In this case, it was difficult to rule out the possibilities of both cholangitis and pancreatitis being associated with the sludge, because the sludge was observed in the gallbladder on ultrasonography. However, we did not observe any abnormalities in the bile ducts and pancreas on CT, and there was no obstructive jaundice or fever, which are common in cholangitis. If the results of a biochemical test continued to worsen, such as the levels of bilirubin or pancreatic enzymes elevated, even after the discontinuation of sorafenib, then either magnetic resonance cholangiopancreatography or endoscopic retrograde cholangiopancreatography would have to be performed for evaluating any diseases in the bile duct.
In this case, the pseudocyst was not detected by abdominal ultrasonography at the time of the first visit to the emergency room. This may be due to the differences in sensitivity between ultrasound and CT in pancreatic diseases rather than the possibility of lesions occurring within a week [12,13].
Most cases of acute pancreatitis reported so far have shown improvement upon discontinuation of the causative agent and administration of conservative treatment. However, pseudocysts may lead to fatal consequences such as secondary infections, complications such as peritonitis due to ruptured cysts, and formation of pseudoaneurysms and bleeding, requiring clinicians to pay attention during treatment with sorafenib.
In conclusion, this is a rare case of acute pancreatitis and pancreatic pseudocyst caused by sorafenib treatment in a patient with advanced hepatocellular carcinoma. It should be kept in mind that these complications are very rare but can be fatal in some cases. In patients with elevated pancreatic enzymes and clinical symptoms suggestive of acute pancreatitis, CT imaging rather than ultrasonography should provide a more accurate and faster diagnosis.
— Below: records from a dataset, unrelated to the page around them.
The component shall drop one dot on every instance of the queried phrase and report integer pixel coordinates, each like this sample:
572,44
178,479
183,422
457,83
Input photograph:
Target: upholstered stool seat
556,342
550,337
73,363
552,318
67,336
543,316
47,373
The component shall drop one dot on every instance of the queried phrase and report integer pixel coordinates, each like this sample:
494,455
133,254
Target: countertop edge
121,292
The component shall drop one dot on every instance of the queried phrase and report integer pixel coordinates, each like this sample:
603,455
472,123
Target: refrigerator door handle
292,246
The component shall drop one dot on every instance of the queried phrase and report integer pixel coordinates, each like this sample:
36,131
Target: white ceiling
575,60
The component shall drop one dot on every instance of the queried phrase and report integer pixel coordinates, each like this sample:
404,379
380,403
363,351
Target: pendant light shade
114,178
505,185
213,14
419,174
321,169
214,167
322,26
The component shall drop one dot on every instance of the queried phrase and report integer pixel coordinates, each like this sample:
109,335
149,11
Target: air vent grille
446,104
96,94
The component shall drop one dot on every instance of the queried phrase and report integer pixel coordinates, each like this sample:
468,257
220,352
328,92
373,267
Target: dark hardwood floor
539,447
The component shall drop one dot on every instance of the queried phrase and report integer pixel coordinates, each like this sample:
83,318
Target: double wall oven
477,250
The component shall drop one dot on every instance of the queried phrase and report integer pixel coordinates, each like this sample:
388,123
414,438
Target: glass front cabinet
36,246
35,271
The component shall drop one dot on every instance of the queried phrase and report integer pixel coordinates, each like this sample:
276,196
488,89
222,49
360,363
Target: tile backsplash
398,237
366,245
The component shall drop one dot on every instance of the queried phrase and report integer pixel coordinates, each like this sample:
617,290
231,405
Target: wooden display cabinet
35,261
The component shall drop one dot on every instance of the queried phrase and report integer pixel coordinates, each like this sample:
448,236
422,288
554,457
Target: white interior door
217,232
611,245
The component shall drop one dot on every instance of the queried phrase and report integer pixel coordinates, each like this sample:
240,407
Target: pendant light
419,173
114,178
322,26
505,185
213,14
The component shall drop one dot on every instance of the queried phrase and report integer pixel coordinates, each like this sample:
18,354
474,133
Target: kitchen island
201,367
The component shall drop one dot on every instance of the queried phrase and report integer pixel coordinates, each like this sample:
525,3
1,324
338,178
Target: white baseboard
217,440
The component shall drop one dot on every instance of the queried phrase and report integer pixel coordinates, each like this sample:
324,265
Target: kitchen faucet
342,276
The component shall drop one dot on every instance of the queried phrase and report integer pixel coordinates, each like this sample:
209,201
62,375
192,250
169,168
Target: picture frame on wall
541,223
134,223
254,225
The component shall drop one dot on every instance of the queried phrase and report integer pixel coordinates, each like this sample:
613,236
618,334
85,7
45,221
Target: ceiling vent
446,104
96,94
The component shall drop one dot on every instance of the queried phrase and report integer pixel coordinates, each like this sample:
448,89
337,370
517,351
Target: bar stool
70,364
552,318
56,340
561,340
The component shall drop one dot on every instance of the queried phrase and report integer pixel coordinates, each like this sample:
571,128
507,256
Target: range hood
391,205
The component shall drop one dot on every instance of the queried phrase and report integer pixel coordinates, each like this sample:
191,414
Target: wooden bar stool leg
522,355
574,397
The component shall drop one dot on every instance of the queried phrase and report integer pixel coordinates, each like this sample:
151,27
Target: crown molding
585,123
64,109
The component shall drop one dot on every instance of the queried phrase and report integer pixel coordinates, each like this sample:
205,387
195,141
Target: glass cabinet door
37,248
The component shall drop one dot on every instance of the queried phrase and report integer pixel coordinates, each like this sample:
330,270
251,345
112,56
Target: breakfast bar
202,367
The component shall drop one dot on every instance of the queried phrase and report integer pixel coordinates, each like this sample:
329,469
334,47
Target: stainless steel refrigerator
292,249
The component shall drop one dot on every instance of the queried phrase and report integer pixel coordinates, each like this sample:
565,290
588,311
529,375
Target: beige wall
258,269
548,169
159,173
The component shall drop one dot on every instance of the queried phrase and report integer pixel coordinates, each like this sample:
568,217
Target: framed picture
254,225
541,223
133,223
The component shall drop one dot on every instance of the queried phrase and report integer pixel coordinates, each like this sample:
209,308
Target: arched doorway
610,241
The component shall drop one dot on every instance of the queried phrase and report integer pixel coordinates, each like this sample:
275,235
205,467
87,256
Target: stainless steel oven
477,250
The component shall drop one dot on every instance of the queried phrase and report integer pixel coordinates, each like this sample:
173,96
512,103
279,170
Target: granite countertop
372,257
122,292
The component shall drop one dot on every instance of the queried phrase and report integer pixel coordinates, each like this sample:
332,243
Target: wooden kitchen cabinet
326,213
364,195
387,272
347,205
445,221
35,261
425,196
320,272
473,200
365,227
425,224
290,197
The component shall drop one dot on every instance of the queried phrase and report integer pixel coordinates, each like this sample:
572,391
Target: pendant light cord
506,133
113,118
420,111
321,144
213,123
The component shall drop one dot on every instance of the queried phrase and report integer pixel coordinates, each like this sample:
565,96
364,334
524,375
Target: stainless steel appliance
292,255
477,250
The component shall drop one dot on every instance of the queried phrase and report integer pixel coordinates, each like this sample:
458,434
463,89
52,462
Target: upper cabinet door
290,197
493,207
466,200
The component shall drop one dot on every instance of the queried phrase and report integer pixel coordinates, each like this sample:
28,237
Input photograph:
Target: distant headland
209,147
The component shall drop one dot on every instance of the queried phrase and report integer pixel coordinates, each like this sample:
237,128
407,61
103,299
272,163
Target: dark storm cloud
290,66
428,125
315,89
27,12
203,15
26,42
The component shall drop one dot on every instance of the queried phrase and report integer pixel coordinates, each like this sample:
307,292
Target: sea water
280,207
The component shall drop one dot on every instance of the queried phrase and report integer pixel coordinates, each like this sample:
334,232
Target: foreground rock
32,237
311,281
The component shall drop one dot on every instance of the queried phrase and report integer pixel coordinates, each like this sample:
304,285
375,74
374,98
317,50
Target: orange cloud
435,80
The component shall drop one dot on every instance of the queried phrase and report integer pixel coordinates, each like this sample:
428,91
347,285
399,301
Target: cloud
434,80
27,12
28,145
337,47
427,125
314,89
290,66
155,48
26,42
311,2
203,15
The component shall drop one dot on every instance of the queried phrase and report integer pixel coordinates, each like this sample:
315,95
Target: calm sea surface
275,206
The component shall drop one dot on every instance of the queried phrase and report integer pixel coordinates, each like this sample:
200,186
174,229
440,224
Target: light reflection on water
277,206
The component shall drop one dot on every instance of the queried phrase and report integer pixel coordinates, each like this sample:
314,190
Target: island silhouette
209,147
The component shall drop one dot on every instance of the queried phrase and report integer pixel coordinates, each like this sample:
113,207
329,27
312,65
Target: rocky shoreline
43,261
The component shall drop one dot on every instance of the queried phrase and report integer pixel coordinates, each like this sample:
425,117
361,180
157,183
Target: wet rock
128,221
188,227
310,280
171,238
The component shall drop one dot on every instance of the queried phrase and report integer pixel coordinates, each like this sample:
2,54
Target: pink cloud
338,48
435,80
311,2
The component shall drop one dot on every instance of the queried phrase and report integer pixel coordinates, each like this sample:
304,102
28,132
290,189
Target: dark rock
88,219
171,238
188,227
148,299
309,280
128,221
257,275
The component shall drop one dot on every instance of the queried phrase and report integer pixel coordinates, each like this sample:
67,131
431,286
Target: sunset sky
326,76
This study was funded by Korea University Grants.


The authors have no conflicts to disclose.

Figure 1.
Endoscopic finding. Extrinsic compression was suspected from the endoscopic finding.

Figure 2.
Serial computed tomography (CT) scans. CT scan obtained 2 months before sorafenib administration (A). CT scans showed a newly developed pancreatic pseudo cyst (arrow) after 3 weeks of treatment with sorafenib (B) and regression of the lesion 2 months (C) and 4 months (D) after the discontinuation of sorafenib.